Sweet Apple Pancakes with a Spicy Plum Sauce

Desserts Food Main Courses
Peter Gorton
16 Servings
Ingredients
PANCAKE MIX
Large eggs 2
Water 125ml
Milk 125ml
Flour 110g
Salt pinch
Calvados 2 tbsp (optional)
Butter 30ml melted
BUTTERED APPLES
Butter 175g
Brown sugar 2 tbsp
Eating apples 4, peeled and cut into chunks or quarters
Vanilla bean 1, split
Cinnamon stick 1 (small) or 2 lemon verbena leaves
SPICY PLUM SAUCE
Water 500ml
Castor sugar 500g
Cassis 150ml
Brandy 100ml
Vanilla bean 1 scraped
Cinnamon ½ stick
Ripe plums 1kg halved and stoned
Star anise 1
Method
  1. PANCAKE MIX
    - Put eggs, water and milk into a stainless steel bowl, whisk together and add flour and salt, stir in butter.
    - Add calvados (if using), and refrigerate batter for at least ½ hour or overnight.
    - Before use, strain batter through a sieve.
  2. BUTTERED APPLES
    - Melt butter and sugar in a wide based frying pan.
    - Add apple and spice and cover for five minutes until fruit has softened.
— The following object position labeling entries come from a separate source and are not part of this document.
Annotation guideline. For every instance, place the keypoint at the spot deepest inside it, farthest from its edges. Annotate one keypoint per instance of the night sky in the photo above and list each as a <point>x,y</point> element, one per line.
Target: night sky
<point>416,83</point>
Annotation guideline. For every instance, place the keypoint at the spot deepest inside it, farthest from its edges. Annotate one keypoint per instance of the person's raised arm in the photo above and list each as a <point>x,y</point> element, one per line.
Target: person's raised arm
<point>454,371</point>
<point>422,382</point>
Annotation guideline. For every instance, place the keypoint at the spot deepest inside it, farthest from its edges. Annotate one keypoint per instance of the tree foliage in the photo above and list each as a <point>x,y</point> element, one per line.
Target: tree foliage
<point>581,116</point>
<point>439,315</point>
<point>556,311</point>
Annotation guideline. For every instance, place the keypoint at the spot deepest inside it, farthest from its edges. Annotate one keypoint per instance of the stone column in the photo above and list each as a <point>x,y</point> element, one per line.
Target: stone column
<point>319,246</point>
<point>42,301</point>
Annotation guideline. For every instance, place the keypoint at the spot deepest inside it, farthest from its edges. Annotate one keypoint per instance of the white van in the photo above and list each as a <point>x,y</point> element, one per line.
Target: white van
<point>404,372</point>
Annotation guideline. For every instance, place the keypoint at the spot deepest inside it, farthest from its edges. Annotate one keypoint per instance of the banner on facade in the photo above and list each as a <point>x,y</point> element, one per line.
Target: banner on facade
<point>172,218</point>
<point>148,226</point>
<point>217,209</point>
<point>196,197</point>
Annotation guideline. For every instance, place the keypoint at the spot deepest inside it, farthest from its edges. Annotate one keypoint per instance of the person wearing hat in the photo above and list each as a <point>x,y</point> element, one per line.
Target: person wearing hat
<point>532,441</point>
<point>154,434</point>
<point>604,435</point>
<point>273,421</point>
    - Remove lid and watch closely. Once tender, increase heat and shake gently as apple becomes lightly caramelised. Pour out of the frying pan on to a clean tray and allow to cool.
  3. SPICY PLUM SAUCE
    - Put all ingredients except plums into a large stainless steel saucepan and bring to the boil. Simmer for 20 minutes.
    - Add plums and cook over a low heat for 1 hour. Press contents of saucepan through a fine sieve. Thin down with a little orange juice if needed. Set aside.
  4. To Serve:
    - Put about 2 tbsp of apple filling mixture on each pancake 1 inch from the edge and roll pancake up, tucking the ends in as
    you go.
    - Repeat with the other pancakes and place on a baking tray, shake icing sugar on top of the pancakes and place in the oven for 5 minutes.
    - Pour the plum sauce into the middle of 4 dessert plates.
    - Remove pancakes from the oven and place on the centre of the plum sauce and top with an ice-cream of your choice.